I have a data frame called "test" with the following variables: "Firm", "Year", "Firm_size" and "Expenditures".
I want to assign firms to size groups by year and then display the mean, median, std.dev and N of expenditures for these groups in a table (e.g. stargazer). So the first size group (top 10% largest firms) should show the mean, median ++ of expenditures for the 10% largest firms each year.
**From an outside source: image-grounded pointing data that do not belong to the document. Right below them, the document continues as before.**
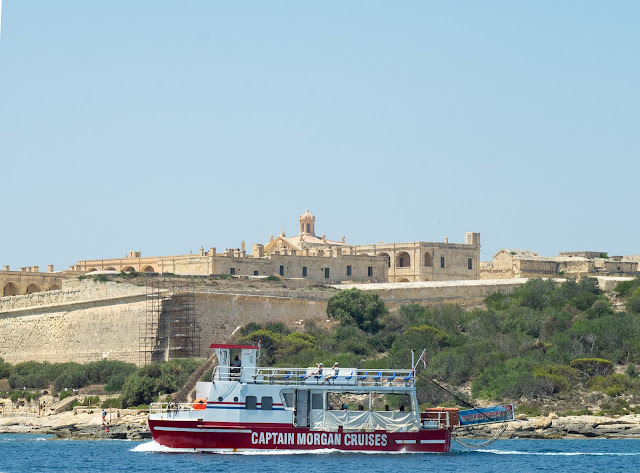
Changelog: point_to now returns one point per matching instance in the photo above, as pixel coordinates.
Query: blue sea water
(33, 453)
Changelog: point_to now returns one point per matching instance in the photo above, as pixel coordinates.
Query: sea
(36, 453)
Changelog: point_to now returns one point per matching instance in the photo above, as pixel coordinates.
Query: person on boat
(335, 369)
(236, 365)
(317, 372)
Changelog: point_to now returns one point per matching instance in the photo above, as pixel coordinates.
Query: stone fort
(71, 316)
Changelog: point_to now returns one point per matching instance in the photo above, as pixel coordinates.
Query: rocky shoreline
(554, 427)
(81, 426)
(133, 426)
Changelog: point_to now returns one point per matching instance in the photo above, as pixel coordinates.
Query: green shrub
(65, 394)
(592, 366)
(626, 288)
(5, 369)
(633, 303)
(113, 403)
(362, 308)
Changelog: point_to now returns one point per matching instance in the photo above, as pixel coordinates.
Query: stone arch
(33, 287)
(403, 260)
(10, 289)
(386, 255)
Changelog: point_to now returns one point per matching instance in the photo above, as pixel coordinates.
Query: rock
(542, 423)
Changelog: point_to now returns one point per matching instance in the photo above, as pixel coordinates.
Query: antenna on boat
(423, 358)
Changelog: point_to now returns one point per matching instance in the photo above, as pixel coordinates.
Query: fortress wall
(220, 314)
(73, 291)
(84, 333)
(102, 319)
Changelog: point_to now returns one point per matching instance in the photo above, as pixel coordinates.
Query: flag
(423, 357)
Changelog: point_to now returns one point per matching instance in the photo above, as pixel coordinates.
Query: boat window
(287, 398)
(391, 402)
(347, 401)
(266, 403)
(316, 401)
(250, 402)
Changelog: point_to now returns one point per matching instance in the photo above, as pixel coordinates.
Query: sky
(163, 126)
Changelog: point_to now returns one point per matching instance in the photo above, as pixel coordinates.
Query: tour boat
(249, 408)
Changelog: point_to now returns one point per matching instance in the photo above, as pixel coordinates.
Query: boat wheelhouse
(247, 407)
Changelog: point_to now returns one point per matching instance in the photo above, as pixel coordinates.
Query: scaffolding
(170, 328)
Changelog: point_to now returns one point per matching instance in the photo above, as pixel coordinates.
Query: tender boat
(249, 408)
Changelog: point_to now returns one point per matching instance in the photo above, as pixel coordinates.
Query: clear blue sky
(161, 126)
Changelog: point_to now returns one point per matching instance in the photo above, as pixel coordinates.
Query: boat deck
(311, 376)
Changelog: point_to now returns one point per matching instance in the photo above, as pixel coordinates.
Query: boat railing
(169, 407)
(328, 376)
(435, 419)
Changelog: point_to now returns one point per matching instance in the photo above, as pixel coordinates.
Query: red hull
(224, 437)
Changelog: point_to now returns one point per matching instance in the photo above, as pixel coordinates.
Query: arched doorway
(388, 258)
(10, 289)
(403, 260)
(33, 287)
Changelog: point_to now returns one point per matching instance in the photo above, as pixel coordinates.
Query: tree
(362, 308)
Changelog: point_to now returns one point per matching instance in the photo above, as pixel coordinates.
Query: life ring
(199, 404)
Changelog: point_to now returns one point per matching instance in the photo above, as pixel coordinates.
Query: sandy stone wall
(88, 320)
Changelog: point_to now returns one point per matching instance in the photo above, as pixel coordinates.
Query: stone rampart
(88, 320)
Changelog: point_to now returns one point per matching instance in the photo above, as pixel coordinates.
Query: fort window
(10, 289)
(31, 288)
(403, 260)
(250, 402)
(387, 257)
(428, 259)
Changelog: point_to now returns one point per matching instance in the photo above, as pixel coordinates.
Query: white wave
(560, 454)
(153, 447)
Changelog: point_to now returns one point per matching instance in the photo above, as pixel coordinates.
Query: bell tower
(307, 224)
The size groups should be,
The 10% largest firms
The firms that are between 10-25% largest
The firms that are between 25-50% largest
The firms that are between 50-75% largest
The firms that are between 75-90% largest
The 10% smallest firms
This is what I have tried:
test<-arrange(test, -Firm_size)
test$Variable = 0
test[1:min(5715, nrow(test)),]$Variable <- "Expenditures, 0% size <10%"
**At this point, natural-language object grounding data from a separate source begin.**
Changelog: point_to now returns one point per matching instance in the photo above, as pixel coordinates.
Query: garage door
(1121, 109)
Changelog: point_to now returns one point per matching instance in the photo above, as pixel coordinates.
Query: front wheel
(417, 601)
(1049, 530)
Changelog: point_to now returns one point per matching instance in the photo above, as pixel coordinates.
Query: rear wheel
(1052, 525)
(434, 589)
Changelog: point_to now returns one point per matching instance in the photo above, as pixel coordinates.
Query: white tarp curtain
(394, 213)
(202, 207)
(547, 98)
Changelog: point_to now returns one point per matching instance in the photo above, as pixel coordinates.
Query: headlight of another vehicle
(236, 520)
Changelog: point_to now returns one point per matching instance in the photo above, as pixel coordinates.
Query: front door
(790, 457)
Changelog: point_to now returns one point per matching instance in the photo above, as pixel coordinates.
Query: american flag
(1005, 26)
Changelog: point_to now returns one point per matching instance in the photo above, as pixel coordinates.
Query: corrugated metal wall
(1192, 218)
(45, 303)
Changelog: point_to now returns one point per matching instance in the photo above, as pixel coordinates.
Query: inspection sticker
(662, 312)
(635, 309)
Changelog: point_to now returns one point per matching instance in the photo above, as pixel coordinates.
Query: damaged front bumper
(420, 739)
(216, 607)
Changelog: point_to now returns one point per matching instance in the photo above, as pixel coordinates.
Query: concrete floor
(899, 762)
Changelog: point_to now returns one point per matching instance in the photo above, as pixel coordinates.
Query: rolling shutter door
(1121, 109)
test[5715:min(14288, nrow(test)),]$Variable <- "Expenditures, 10% size <25%"
test[14288:min(28577, nrow(test)),]$Variable <- "Expenditures, 25% size <50%"
--> And so on
library(dplyr)
testtest = test%>%
group_by(Variable)%>%
dplyr::summarise(
Mean=mean(Expenditures),
Median=median(Expenditures),
Std.dev=sd(Expenditures),
N=n()
)
stargazer(testtest, type = "text", title = "Expenditures firms", digits = 1, summary = FALSE)
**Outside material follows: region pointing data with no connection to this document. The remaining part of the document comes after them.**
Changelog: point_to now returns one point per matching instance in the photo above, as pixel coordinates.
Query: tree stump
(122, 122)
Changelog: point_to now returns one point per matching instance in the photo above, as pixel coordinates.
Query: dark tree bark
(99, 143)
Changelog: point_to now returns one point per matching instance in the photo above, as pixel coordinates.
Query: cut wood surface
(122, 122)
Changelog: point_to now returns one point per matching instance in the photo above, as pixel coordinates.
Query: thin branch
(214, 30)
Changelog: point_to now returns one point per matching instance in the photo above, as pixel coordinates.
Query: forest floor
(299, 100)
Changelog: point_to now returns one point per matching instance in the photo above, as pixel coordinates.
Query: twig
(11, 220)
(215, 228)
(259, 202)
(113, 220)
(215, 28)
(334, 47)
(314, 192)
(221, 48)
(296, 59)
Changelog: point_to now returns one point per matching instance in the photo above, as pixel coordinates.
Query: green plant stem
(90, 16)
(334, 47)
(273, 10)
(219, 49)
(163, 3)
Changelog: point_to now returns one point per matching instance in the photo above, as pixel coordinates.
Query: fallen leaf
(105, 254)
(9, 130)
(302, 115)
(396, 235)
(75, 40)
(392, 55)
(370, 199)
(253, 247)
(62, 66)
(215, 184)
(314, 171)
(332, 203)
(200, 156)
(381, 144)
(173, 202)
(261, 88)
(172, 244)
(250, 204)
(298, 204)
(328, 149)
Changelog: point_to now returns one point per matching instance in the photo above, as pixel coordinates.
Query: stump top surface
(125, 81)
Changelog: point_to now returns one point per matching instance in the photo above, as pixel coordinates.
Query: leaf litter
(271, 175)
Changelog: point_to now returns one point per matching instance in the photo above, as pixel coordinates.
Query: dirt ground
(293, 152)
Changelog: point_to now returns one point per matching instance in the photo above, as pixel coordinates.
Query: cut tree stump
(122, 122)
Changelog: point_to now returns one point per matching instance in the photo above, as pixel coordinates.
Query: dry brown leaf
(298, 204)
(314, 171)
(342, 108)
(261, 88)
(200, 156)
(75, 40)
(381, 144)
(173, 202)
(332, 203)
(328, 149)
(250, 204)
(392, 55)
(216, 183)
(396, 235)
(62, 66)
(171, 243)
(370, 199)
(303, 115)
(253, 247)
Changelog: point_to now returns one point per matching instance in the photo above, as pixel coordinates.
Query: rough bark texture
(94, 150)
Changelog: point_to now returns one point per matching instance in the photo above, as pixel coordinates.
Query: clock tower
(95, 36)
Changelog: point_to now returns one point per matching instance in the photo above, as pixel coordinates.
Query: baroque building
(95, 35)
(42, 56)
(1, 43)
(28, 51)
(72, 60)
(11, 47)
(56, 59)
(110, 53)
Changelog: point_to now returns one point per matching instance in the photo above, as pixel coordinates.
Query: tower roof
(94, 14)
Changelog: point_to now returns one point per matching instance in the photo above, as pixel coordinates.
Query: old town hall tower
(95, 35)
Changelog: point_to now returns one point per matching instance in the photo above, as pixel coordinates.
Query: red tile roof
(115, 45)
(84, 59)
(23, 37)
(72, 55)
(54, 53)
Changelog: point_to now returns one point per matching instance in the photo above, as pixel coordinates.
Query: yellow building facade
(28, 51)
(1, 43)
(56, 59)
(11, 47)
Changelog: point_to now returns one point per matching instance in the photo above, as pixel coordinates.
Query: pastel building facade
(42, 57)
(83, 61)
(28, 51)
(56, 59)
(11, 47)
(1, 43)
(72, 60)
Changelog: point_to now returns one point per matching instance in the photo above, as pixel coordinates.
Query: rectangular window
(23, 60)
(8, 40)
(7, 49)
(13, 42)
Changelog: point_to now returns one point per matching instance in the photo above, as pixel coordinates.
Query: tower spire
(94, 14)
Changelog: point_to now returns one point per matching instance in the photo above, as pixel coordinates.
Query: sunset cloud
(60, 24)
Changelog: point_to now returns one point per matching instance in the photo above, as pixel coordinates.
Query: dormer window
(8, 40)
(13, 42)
As shown over, I dont know how I could use fractions/group by percentage. I have therefore tried to assign firms in groups based on their rows after having arranged Firm_size to descending. The problem with doing so is that I dont take year in to consideration which I need to, and it is a lot of work to do this for each year (20 in total).
My intention was to make a new variable which gives each size group a name. E.g. top 10% largest firms each year should get a variable with the name "Expenditures, 0% size <10%"
Further I make a new dataframe "testtest" where I calculate the different measures, before using the stargazer to present it. This works.
!!EDIT!!
Hi again,
Now I get the error "List object cannot be coerced to type double" when running the code on a new dataset (but it is the same variables as before).
The mutate-step I'm referring to is the "mutate(gs = cut ++" after "rowwise()" in the solution you provided.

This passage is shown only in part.